Anlässlich des bundesweiten Tages der Kinderhospizarbeit am 10. Februar 2026 hat die Sparkasse Spree-Neiße ihr Engagement für das Johanniter-Kinderhaus „Pusteblume“ in Burg verlängert. Die Sparkasse sagte zu, die bestehende Zimmerpatenschaft für weitere drei Jahre fortzuführen.
Sparkasse Spree-Neiße verlängert Zimmerpatenschaft im Kinderhaus
Zum deutschlandweiten „Tag der Kinderhospizarbeit“ am 10. Februar überraschtdie Sparkasse Spree-Neiße das Johanniter-Kinderhaus „Pusteblume“ in Burg.

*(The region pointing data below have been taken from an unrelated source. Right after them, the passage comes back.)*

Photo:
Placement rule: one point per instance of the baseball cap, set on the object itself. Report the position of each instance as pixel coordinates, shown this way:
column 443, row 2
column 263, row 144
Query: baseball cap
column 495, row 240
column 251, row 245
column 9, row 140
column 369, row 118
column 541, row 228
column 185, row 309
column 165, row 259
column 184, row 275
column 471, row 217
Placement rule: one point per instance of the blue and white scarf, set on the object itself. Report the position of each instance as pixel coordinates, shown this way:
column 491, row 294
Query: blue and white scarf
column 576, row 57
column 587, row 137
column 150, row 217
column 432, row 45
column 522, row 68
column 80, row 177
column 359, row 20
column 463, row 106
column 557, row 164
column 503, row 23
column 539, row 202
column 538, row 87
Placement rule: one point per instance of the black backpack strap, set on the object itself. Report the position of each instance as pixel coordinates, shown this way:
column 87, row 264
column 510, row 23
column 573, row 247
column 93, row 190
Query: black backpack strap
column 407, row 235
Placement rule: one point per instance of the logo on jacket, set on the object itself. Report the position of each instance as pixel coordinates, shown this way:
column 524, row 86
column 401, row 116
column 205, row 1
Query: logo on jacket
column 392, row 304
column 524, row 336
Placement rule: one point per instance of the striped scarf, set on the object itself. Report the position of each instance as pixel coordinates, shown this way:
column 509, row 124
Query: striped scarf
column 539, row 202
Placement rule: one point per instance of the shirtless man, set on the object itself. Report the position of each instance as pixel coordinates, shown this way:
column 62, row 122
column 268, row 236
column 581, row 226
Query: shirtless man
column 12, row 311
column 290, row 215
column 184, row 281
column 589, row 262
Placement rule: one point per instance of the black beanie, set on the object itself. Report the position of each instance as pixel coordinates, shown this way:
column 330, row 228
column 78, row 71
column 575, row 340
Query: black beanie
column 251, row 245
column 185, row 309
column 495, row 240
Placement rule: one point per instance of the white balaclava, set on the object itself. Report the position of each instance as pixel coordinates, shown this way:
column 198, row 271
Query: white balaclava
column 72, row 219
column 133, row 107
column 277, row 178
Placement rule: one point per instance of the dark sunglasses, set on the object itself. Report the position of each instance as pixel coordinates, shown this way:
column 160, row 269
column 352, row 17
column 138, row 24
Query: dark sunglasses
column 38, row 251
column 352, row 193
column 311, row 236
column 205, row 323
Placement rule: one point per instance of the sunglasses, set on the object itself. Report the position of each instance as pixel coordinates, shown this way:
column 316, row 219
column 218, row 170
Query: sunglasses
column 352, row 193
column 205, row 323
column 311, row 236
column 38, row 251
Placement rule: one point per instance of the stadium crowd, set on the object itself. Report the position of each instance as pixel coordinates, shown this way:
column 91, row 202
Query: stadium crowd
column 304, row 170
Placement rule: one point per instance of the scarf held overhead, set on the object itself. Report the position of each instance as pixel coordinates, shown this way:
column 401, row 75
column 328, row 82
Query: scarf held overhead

André Müller, Direktor der Direktion Cottbus-Nord der Sparkasse Spree-Neiße, überbrachte dem Team des Kinderhauses sowie den anwesenden Gästen die Zusage, dass sich die Sparkasse für weitere drei Jahre als Zimmerpate engagieren wird.
Bereits seit der Eröffnung des Kinderhauses im Jahr 2020 gehört die Sparkasse Spree-Neiße zu den insgesamt 20 Zimmerpaten. Mit dem mehrjährigen Engagement trägt sie zur Sicherheit und Verlässlichkeit des Projekts bei. André Müller betonte, dass das Engagement für das Kinderhaus weiterhin eine Herzensangelegenheit sei. Positiv hervorgehoben wurde zudem, dass durch den kontinuierlichen Zuwachs an Pflegefachkräften immer mehr Familien Aufenthalte im Kinderhaus ermöglicht werden können.
Kinderhaus bietet Unterstützung für betroffene Familien
Das Kinderhaus „Pusteblume“ richtet sich an Familien, deren Kinder von schweren gesundheitlichen Diagnosen betroffen sind. Ziel ist es, den Familien professionelle Hilfe, Beratung und Entlastung zu bieten. Während die Kinder gut versorgt werden, erhalten Eltern die Möglichkeit, zur Ruhe zu kommen und neue Kraft zu schöpfen. Nach Angaben der Sparkasse Spree-Neiße ist der Spreewald für viele betroffene Familien aus unterschiedlichen Regionen des Landes ein Ort für eine solche Auszeit.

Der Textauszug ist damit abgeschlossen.